Voltaire disait « un grand pouvoir implique de grandes responsabilités ». Cela fait sens sans trop de difficultés, notamment quand il s’agit de la protection des forêts de la planète.

La Chine a un pouvoir renforcé en particulier en matière d’acquisition des ressources naturelles. Le pays est actuellement le plus grand importateur de bois dans le monde et dans les six pays du bassin du Congo. La capacité d'achat de ses principales sociétés importatrices a un impact de plus en plus conséquent sur les industries forestières locales et sur les communautés qui dépendent des forêts pour leurs moyens de subsistance.

grumes dans un port de Chine 

C’est malheureusement la partie responsabilité qui laisse à désirer.

Le Bassin du Congo est la deuxième plus grande forêt tropicale du monde, elle joue un rôle clé dans la régulation du climat mondial, mais elle est constamment sous la menace de nombreux facteurs de déforestation. L'exploitation forestière illégale constitue une des plus grandes pressions. Des rapports évaluent le manque à gagner des pays africains dû à cette pratique à  17 milliards de dollars par année, et estiment que 90%  de l’exploitation forestière en République Démocratique du Congo (RDC) est illégale.

Étant donné que la Chine a éclipsé l'Union européenne (UE) en tant que principal importateur de bois du bassin du Congo en 2012, et qu’elle représente à elle seule presque la moitié des exportations de bois de la région, on peut facilement imaginer le rôle des entreprises chinoises dans ce commerce.

Greenpeace s’est fixé pour objectif de mettre un coup de projecteur sur le rôle grandissant des entreprises chinoises dans le bassin du Congo. Greenpeace Asie de l'Est a publié un nouveau rapport incluant des entretiens avec quelques-uns des plus gros importateurs de bois en Chine, qui dominent le marché des importations de grumes.
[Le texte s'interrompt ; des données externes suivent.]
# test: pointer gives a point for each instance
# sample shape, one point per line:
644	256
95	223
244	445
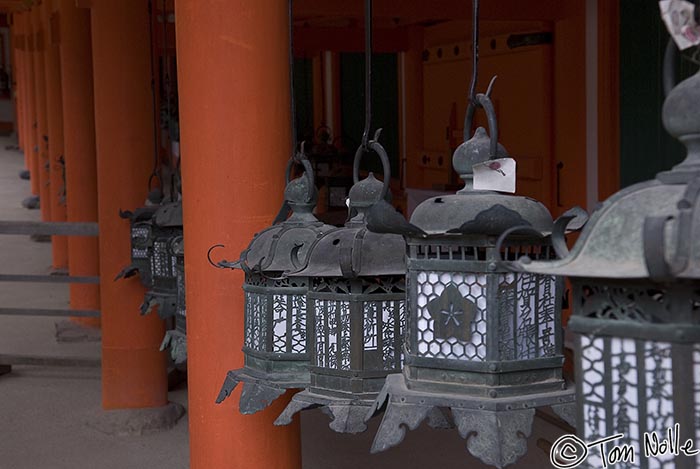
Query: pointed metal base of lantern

Ce rapport montre que certaines de ces entreprises disposent de peu ou pas d’informations sur les problèmes et les risques liés au commerce de bois illégal ; ou l’ignorent volontairement.

L’occasion fait le larron  montre que l'absence de législation sur le commerce de bois en Chine, telle que le Règlement sur le Bois de l’Union européenne (RBUE) et le Lacey Act des États-Unis, signifie que l’assurance que les chaines d’approvisionnement sont exemptes de bois douteux ou illégal et l’application de la diligence raisonnée dépendent de la bonne volonté des entreprises.
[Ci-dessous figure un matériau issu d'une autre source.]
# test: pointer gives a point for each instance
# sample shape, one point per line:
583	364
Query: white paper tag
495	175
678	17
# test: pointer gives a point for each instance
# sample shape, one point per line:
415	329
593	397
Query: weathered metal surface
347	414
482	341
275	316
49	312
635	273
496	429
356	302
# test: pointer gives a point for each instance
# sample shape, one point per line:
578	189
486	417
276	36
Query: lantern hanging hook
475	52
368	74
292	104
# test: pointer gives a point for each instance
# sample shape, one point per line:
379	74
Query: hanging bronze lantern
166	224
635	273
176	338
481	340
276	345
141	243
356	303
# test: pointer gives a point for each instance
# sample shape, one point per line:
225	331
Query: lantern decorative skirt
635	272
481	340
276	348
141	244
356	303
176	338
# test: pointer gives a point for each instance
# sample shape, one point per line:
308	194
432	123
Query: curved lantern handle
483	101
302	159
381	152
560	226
Greenpeace est souvent décrite comme cynique et négative par ses critiques, mais il n’en demeure pas moins que la confiance et la bonne volonté sont rarement suffisantes pour lutter contre les pratiques illégales généralisées et enracinées. Certaines des entreprises que nous avons interviewées ont déclaré qu'elles n’avaient pas de bois illégal dans leurs chaînes d'approvisionnement. Or, au moins une d’entre elles était impliquée dans des activités illégales dans les concessions forestières où elle opère au Cameroun depuis plusieurs années. La société aurait également commercialisé ce qu’on appelle « le bois de conflit » provenant de la République Centrafricaine et a souvent payé le groupe armé rebelle SELEKA.

 Forêt, bassin du Congo

Étant donné l'énorme volume de bois introduit dans le pays chaque année, le pourcentage élevé de bois illégal provenant du bassin du Congo et le fait que la plupart des grands importateurs chinois semblent ignorer généralement le problème, il est facile de conclure que ces cas ne sont que la partie émergée de l'iceberg.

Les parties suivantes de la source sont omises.